Arm-based chips offer design freedom for users, and are significantly more energy efficient than Intel’s x86 architecture; a major incentive for cloud providers which are paying hefty electricity bills, although the software ecosystem for them still remains notably smaller.
AWS CEO Andy Jassy told an audience in his keynote speech at the Las Vegas event in 2019 that users can “run virtually all your instances on this, with a 40 percent better price performance than x86 instances.”
(KeyDB, an in-memory database provider, claims that its tests showed using the Graviton2 worked out 20 percent cheaper on a per GB scale.)
The company’s Sébastien Stormacq, unveiling the instance type this week, reiterated that point, saying: “For those of you running typical open-source application stacks, generally deployed on x86-64 architectures, migrating to Graviton2-based instances will give you up to 40 percent improvement on cost-performance ratio, compared to similar-sized M5 instances. M6g instances are well-suited for workloads such as application servers, gaming servers, mid-size databases, caching fleets, web tier and the likes.”
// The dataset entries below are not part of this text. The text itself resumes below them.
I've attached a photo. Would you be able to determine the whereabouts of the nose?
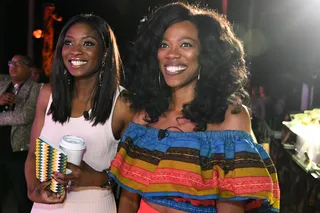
[167,47,181,60]
[70,44,83,55]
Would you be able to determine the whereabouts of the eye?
[83,41,95,46]
[63,40,72,45]
[181,42,193,47]
[159,42,168,48]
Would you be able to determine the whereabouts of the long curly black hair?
[125,3,249,131]
[48,14,122,126]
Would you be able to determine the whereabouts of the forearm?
[0,110,34,126]
[118,188,141,213]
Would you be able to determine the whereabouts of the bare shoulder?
[224,105,252,133]
[132,111,148,126]
[114,91,132,119]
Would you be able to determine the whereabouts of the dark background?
[0,0,320,108]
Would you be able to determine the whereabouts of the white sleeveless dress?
[31,87,123,213]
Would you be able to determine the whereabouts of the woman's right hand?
[28,180,66,204]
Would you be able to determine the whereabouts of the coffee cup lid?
[60,135,86,150]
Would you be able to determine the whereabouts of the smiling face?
[62,23,103,78]
[158,21,200,88]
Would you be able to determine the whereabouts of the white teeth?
[71,61,88,66]
[166,66,186,72]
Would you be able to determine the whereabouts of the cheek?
[157,51,164,62]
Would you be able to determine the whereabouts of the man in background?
[0,55,41,213]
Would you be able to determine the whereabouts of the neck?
[170,84,195,111]
[74,75,97,101]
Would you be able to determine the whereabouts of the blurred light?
[32,29,43,39]
[52,14,62,22]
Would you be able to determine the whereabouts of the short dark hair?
[48,14,122,125]
[125,3,249,131]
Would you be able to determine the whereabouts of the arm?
[25,85,65,203]
[54,90,133,187]
[118,188,141,213]
[0,86,39,126]
[217,105,254,213]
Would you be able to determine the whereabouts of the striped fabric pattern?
[111,123,280,213]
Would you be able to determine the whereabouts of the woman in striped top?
[111,3,280,213]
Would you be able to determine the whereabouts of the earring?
[159,72,161,89]
[99,70,103,87]
[63,69,70,85]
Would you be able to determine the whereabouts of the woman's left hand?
[53,161,101,187]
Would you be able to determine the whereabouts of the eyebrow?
[163,36,197,43]
[64,35,98,40]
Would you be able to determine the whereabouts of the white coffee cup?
[60,135,86,166]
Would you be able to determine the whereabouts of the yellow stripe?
[118,149,157,172]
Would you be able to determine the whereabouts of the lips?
[69,59,88,67]
[164,64,187,75]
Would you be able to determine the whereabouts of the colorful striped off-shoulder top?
[111,123,280,213]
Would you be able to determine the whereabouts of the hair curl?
[48,14,122,126]
[126,3,248,131]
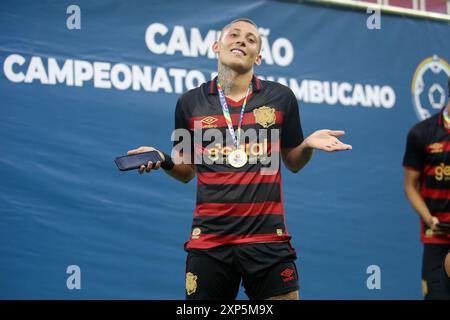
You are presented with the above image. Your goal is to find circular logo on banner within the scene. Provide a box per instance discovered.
[411,55,450,120]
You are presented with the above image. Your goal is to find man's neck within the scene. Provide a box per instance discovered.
[218,63,253,101]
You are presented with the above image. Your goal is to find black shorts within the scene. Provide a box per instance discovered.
[422,244,450,300]
[186,242,299,300]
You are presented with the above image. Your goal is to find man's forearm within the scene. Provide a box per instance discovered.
[405,186,432,224]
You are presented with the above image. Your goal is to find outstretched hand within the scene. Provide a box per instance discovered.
[305,129,352,152]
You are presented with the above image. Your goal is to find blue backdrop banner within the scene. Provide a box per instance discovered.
[0,0,450,299]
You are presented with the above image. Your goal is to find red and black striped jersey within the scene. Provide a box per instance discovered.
[403,111,450,244]
[174,77,303,249]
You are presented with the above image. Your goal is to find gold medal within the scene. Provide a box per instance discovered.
[228,149,247,168]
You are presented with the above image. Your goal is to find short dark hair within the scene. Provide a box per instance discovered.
[219,18,262,51]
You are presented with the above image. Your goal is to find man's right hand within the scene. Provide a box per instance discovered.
[425,216,441,232]
[127,146,165,174]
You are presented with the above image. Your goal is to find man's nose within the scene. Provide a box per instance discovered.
[236,38,247,47]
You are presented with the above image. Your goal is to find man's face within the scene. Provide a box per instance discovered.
[213,21,261,73]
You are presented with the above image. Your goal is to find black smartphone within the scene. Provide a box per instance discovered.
[114,151,163,171]
[437,222,450,230]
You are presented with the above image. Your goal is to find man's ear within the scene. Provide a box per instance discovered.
[213,41,220,53]
[255,54,262,66]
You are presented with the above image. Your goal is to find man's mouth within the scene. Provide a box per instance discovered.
[231,49,247,56]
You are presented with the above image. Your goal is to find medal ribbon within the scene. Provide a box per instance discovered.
[217,78,250,150]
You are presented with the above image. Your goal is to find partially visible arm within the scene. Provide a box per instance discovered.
[281,129,352,173]
[404,167,439,231]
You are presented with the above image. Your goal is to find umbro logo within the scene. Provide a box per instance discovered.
[280,268,295,282]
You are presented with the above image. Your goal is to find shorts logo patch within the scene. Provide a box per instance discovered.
[186,272,198,296]
[192,228,202,239]
[280,268,295,282]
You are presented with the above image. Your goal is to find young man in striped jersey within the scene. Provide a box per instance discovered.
[129,19,351,300]
[403,78,450,300]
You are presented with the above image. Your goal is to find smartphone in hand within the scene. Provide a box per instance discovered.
[114,151,163,171]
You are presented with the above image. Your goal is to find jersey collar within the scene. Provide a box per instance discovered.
[208,75,261,95]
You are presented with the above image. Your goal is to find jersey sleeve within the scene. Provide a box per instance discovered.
[403,126,425,171]
[281,91,303,148]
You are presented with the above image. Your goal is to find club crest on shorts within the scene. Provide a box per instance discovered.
[186,272,198,296]
[253,106,276,128]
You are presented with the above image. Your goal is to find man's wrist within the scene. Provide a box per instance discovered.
[161,152,175,171]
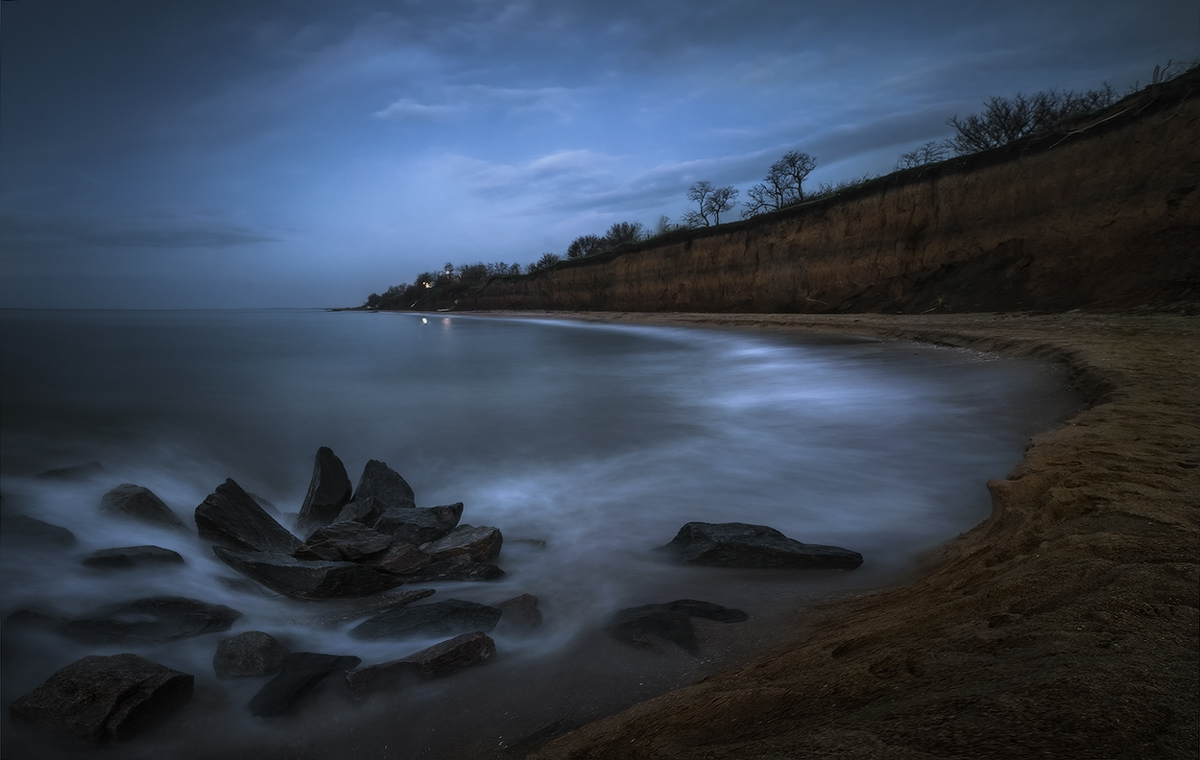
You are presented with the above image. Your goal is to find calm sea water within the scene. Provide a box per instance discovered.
[0,311,1076,758]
Kudos to @awscloud on their m6g general availability. Just upgraded a couple of (convertible) reserved instances from a1 to m6g and moved the existing @fedora root volumes over – and it “just worked” ?
— Jon Masters ?☠️ (@jonmasters) May 12, 2020
Graviton2: Who’ll Play with the new AWS Silicon?
As major technology firms look to diverse supplier base and customer offering, UK-based (but Japan’s SoftBank-owned) Arm has become an increasingly important part of their play; Microsoft in October 2019 announcing its first laptop (the Surface Pro X) to run full Windows 10 and apps designed for Windows 10 on an Arm processor.
Pundits have been saying Arm-based processors will be “better for power hungry data centers” for the best part of a decade, but a limited software ecosystem has proved a continued drawback.
Releasing the Graviton2 in December, Jassy said AWS had “three questions we had when we lanched A1 instances: 1) will anyone use them? 2) Will the partner ecosystem step up? 3) Can we iterate enough on this first Graviton family?”
The answer to all of those had been yes, he suggested, and Stormacq today said a wide range of Linux distributions, language runtimes, container services, agents, developer tools (AWS Code Suite, Jenkins, GitLab, Chef, Drone.io, Travis CI), and security and monitoring solutions like Datadog, Crowdstrike, Qualys, and more would run merrily on the new instance-types.
He added: “While some applications may require re-compilation, the vast majority of applications that are based on interpreted languages (such as Java, NodeJS, Python, Go) should run unmodified on M6g instances. In the rare cases where you will need to recompile or debug code, we have assembled some resources to help you to get started.”
Arm-curious AWS users in Europe can deploy M6g instances from Dublin or Frankfurt.